下一步，由于我只需要汽车类car和行人类pedesreian，于是我将kitti中的卡车等其他类别进行了合并代码如下

modify_annotations_txt.py

#!/usr/bin/env python  
# -*- coding: UTF-8 -*-  

# modify_annotations_txt.py  
import glob  
import string  
"""
将本程序和kitti的Labels放在同一目录下执行，可以将Labels中的类别合并为只剩下car类和pedestrian类（这里我使用小写是防止faster-rcnn训练报错）。之后要把txt文件转化为xml文件，在相同目录下创建文件夹Annotations
"""

txt_list = glob.glob('./label_2/*.txt') # 存储Labels文件夹所有txt文件路径  
def show_category(txt_list):  
	category_list= []  
	for item in txt_list:  
	    try:  
		with open(item) as tdf:  
		    for each_line in tdf:  
		        labeldata = each_line.strip().split(' ') # 去掉前后多余的字符并把其分开  
		        category_list.append(labeldata[0]) # 只要第一个字段，即类别  
	    except IOError as ioerr:  
		print('File error:'+str(ioerr))  
	print(set(category_list)) # 输出集合  

def merge(line):  
	each_line=''  
	for i in range(len(line)):  
	    if i!= (len(line)-1):  
		each_line=each_line+line[i]+' '  
	    else:  
		each_line=each_line+line[i] # 最后一条字段后面不加空格  
	each_line=each_line+'\n'  
	return (each_line)  

print('before modify categories are:\n')  
show_category(txt_list)  

for item in txt_list:  
	new_txt=[]  
	try:  
	    with open(item, 'r') as r_tdf:  
		for each_line in r_tdf:  
		    labeldata = each_line.strip().split(' ')  
		    if labeldata[0] in ['Truck','Van','Tram','Car']: # 合并汽车类  
		        labeldata[0] = labeldata[0].replace(labeldata[0],'car')  
		    if labeldata[0] in ['Person_sitting','Cyclist','Pedestrian']: # 合并行人类  
		        labeldata[0] = labeldata[0].replace(labeldata[0],'pedestrian')  
		    if labeldata[0] == 'DontCare': # 忽略Dontcare类  
		        continue  
		    if labeldata[0] == 'Misc': # 忽略Misc类  
		        continue  
		    new_txt.append(merge(labeldata)) # 重新写入新的txt文件  
	    with open(item,'w+') as w_tdf: # w+是打开原文件将内容删除，另写新内容进去  
		for temp in new_txt:  
		    w_tdf.write(temp)  
	except IOError as ioerr:  
	    print('File error:'+str(ioerr))  

print('\nafter modify categories are:\n')  
show_category(txt_list)

将本程序和kitti的Labels放在同一目录下执行，可以将Labels中的类别合并为只剩下car类和pedestrian类（这里我使用小写是防止faster-rcnn训练报错）。

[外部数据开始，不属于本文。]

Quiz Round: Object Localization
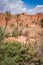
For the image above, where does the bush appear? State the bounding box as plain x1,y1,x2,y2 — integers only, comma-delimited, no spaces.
0,42,43,65
0,42,32,65
12,30,18,37
0,27,4,42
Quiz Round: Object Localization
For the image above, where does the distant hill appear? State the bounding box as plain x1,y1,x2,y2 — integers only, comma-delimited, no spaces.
0,13,43,26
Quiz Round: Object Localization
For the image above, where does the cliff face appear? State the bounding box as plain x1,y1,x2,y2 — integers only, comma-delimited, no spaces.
0,13,43,26
0,13,43,42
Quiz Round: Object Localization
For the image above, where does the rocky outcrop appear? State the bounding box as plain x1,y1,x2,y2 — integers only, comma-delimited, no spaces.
0,13,43,26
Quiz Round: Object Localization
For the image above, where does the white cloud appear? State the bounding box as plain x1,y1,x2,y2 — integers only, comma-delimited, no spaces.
0,0,43,14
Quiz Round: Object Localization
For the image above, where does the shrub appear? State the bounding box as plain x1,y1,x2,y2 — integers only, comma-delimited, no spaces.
0,42,43,65
0,42,32,65
0,27,4,42
40,19,43,27
12,30,18,37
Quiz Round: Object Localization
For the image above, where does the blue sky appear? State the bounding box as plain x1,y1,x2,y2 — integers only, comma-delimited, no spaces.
22,0,43,7
0,0,43,14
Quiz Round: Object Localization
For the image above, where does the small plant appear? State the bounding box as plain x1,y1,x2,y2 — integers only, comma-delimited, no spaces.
12,30,18,37
0,27,4,42
10,23,15,28
40,19,43,27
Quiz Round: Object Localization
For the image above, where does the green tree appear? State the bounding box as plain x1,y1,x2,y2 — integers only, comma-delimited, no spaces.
40,19,43,27
5,11,11,29
16,14,20,35
0,27,4,42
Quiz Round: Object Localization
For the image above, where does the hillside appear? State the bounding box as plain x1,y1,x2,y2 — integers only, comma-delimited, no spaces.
0,13,43,42
0,13,43,25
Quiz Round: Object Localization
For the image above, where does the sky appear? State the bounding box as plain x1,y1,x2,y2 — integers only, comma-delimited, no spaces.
0,0,43,14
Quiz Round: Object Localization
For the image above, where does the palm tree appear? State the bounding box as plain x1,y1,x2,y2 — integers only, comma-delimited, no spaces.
5,11,11,29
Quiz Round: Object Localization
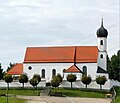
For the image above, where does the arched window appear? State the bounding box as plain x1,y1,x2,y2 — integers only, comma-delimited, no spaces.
28,66,32,70
42,69,45,78
100,40,103,45
52,69,56,77
83,66,87,75
63,69,66,73
100,54,103,58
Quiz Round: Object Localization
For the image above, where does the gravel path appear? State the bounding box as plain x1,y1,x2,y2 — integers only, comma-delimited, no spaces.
17,96,111,103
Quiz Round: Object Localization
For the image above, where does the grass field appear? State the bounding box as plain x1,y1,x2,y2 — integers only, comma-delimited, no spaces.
52,88,107,98
0,88,40,96
114,87,120,103
0,97,25,103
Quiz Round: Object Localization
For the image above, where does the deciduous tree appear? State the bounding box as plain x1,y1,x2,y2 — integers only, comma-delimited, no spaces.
67,74,77,88
4,74,13,90
81,75,92,89
19,74,28,88
96,75,107,90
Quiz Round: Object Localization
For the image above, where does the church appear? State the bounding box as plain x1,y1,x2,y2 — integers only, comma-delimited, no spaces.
7,19,108,88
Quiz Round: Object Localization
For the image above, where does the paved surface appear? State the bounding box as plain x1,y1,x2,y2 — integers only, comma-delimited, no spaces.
17,96,111,103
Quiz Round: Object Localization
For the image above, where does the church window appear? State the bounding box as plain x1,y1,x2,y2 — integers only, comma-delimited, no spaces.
52,69,56,77
28,66,32,70
41,69,45,78
100,40,103,45
100,54,103,58
83,66,87,75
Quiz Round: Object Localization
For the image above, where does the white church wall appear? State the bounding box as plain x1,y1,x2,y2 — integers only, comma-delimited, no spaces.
23,63,73,82
63,73,82,80
98,52,107,70
98,37,107,51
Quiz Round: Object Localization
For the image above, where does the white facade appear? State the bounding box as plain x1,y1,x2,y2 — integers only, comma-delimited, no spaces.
23,63,97,82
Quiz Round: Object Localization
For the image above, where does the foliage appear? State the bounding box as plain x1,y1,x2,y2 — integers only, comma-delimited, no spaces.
46,82,51,86
114,87,120,103
0,88,40,96
51,74,63,88
96,75,107,90
81,75,92,89
51,76,60,88
29,74,41,92
107,50,120,81
0,97,26,103
0,63,5,80
33,74,41,83
19,74,28,88
7,63,15,72
3,74,13,90
51,88,107,98
57,74,63,83
67,74,77,88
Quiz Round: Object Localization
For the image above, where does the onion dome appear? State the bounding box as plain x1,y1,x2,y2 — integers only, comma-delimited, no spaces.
97,18,108,37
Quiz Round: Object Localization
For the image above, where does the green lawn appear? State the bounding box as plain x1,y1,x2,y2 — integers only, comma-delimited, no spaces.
0,97,25,103
114,87,120,103
0,89,40,96
52,88,107,98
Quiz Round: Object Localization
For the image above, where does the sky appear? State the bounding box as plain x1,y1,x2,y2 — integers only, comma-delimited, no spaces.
0,0,120,70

===================================================================

之后要把txt文件转化为xml文件，在相同目录下创建文件夹Annotations。执行文件代码如下：

txt_to_xml.py

#!/usr/bin/env python
# -*- coding: UTF-8 -*-
# txt_to_xml.py
# 根据一个给定的XML Schema，使用DOM树的形式从空白文件生成一个XML
from xml.dom.minidom import Document
import cv2
import os


def generate_xml(name, split_lines, img_size, class_ind):
    doc = Document()  # 创建DOM文档对象

    annotation = doc.createElement('annotation')
    doc.appendChild(annotation)

    title = doc.createElement('folder')
    title_text = doc.createTextNode('VOC2007')  # 这里修改了文件夹名
    title.appendChild(title_text)
    annotation.appendChild(title)

    img_name = name + '.jpg'  # 要用jpg格式

    title = doc.createElement('filename')
    title_text = doc.createTextNode(img_name)
    title.appendChild(title_text)
    annotation.appendChild(title)

    source = doc.createElement('source')
    annotation.appendChild(source)

    title = doc.createElement('database')
    title_text = doc.createTextNode('The VOC2007 Database')  # 修改为VOC
    title.appendChild(title_text)
    source.appendChild(title)

    title = doc.createElement('annotation')
    title_text = doc.createTextNode('PASCAL VOC2007')  # 修改为VOC
    title.appendChild(title_text)
    source.appendChild(title)

    size = doc.createElement('size')
    annotation.appendChild(size)

    title = doc.createElement('width')
    title_text = doc.createTextNode(str(img_size[1]))
    title.appendChild(title_text)
    size.appendChild(title)

    title = doc.createElement('height')
    title_text = doc.createTextNode(str(img_size[0]))
    title.appendChild(title_text)
    size.appendChild(title)

    title = doc.createElement('depth')
    title_text = doc.createTextNode(str(img_size[2]))
    title.appendChild(title_text)
    size.appendChild(title)

    for split_line in split_lines:
        line = split_line.strip().split()
        if line[0] in class_ind:
            object = doc.createElement('object')
            annotation.appendChild(object)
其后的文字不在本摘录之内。